If a beneficial mutation spreads throughout the entire population (even in some weakened form as a result of the averaging of blended inheritance), then the answer to A can be yes while B is still no.
Jenkin’s model:
A) No and B) No
Davis’s model:
A) He thought yes, but your calculations show it’s No
B) He thought yes, but your calculations show it’s also No. (Assuming that the beneficial-mutation population grows without bound, dwarfing the original which stays constant, so that effectively “all members” of the species eventually look the same.)
Landsburg’s model:
A) You’re saying Yes
B) I think it’s not clear from your original post. You said: “Once again the total excess beak length goes to 2.38, but this time it’s shared among individuals of a fixed population size.” But, I had assumed that the excess beak length of 2.38 would eventually be evenly distributed among the whole population. Are you saying that it wouldn’t?
In other words, I think that your models can differ on the answer to question A, but I suspect that all 3 models say that the answer to question B is No — that blended inheritance causes us all to look the same eventually. (And so any such model using blended inheritance should have been self-evidently wrong, because we don’t all look the same.)
Sorry for the late entry, but I believe the proper way to model this is NOT by average beak model, because traits are typically not blended or averaged. Traits related to genetic modification are either passed on intact or not.
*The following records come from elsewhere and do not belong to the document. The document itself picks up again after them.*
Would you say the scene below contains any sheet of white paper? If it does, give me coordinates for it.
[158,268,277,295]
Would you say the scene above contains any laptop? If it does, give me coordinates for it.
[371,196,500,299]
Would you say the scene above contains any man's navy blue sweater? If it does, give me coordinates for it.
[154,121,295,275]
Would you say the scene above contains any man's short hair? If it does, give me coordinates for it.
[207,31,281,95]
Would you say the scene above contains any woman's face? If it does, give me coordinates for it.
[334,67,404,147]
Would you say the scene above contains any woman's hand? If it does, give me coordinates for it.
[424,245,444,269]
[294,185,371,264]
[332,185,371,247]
Thus the proper model is to separately track the populations of sports and normals. So we begin with 10,000 members, 5000 females and 5000 males, with one of them being a sport. Say that in each generation 10,000 offspring are produced, and the sport has about 10% more success with females than do normals; thus produces an average of 2.2 offspring versus their 1.99996. Of course offspring are discrete, so this manifests itself in an extra sport within five generations. The mutation is at risk of dying out early on, but once there are five or more males with the mutation, numbers take over and the sport population will grow at the expense of the normals.
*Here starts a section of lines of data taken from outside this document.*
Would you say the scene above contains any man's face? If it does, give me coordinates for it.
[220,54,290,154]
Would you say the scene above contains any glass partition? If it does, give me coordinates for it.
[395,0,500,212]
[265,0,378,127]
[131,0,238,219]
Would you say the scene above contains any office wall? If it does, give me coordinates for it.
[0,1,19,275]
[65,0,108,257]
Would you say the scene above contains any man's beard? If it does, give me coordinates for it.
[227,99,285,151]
The result is not an average slight increase in beak length; the result is the mutation spreading to 100% of the population and thus a doubling of beak length. By analogy, our current human intelligence is not due to some ancient ancestor being 50 times smarter than us and passing down 2% of that genius. It is the result of some ancient ancestor being maybe 10% smarter than his peers, and using that slight advantage in understanding and strategy and planning to out-compete the dummies and out-mate them, and his children inherited ALL of his advantage and did the same to their peers, until the mutation spread throughout the population and became an ineffective advantage — At which point the next advantage become more important.